[Python-Dev] [Web-SIG] bytes / unicode

Henry Precheur henry at precheur.org
Wed Jun 23 23:35:38 CEST 2010

On Wed, Jun 23, 2010 at 09:36:45PM +0200, Antoine Pitrou wrote:
> I don't think you can't claim, though, that Python 3 makes things
> significantly harder for these frameworks. The proof is that many of
> them already give the user unicode strings in Python 2.x. They must
> have somehow got the decoding right.

Well... Frameworks usually 'simplify' the problem by partly ignoring it.
By default they assume the data in the request in UTF-8. You can specify
an alternative encoding in most of them. Django [1], Werkzeug [2], and
WebOb [3] do that.

The problem with this approach is that you still have to deal with weird
requests where one thing is unicode, and another is latin-1. Sometime
you can even have 2 different encodings in a single header like Cookies.
There's no solution to this problem, it has to be solved on a case by
case basis.

There was a big discussion a while ago on web-sig.

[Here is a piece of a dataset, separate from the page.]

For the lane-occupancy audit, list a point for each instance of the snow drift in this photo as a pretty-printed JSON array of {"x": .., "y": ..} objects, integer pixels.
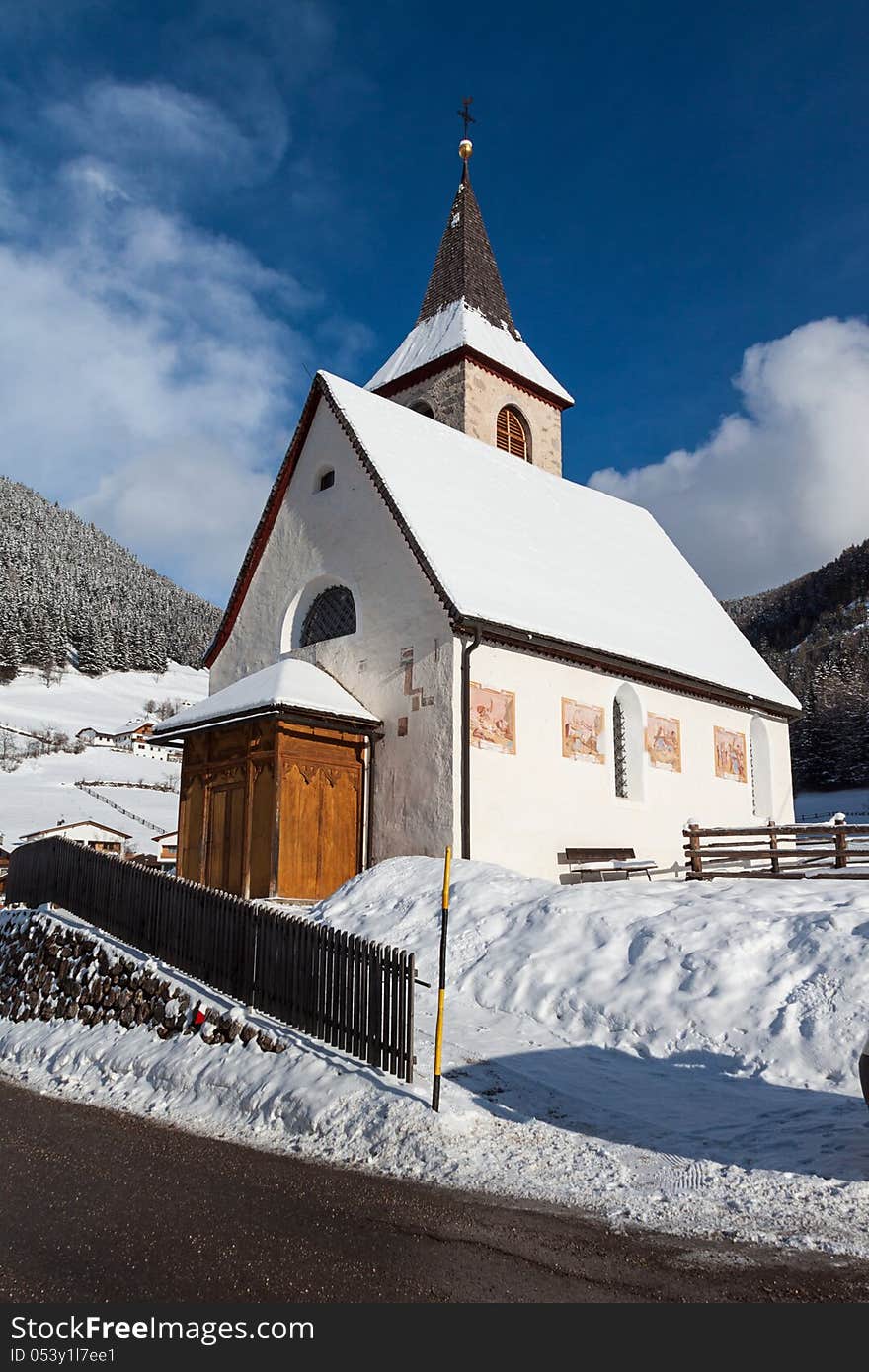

I think the consensus
was that WSGI for Python 3 should assume that the data is encoded in
latin-1 since it's the default encoding according to the RFC.

[1] http://docs.djangoproject.com/en/dev/ref/request-response/#django.http.HttpRequest.encoding
[2] http://werkzeug.pocoo.org/documentation/dev/unicode.html#request-and-response-objects
[3] http://pythonpaste.org/webob/reference.html#unicode-variables

  Henry PrĂȘcheur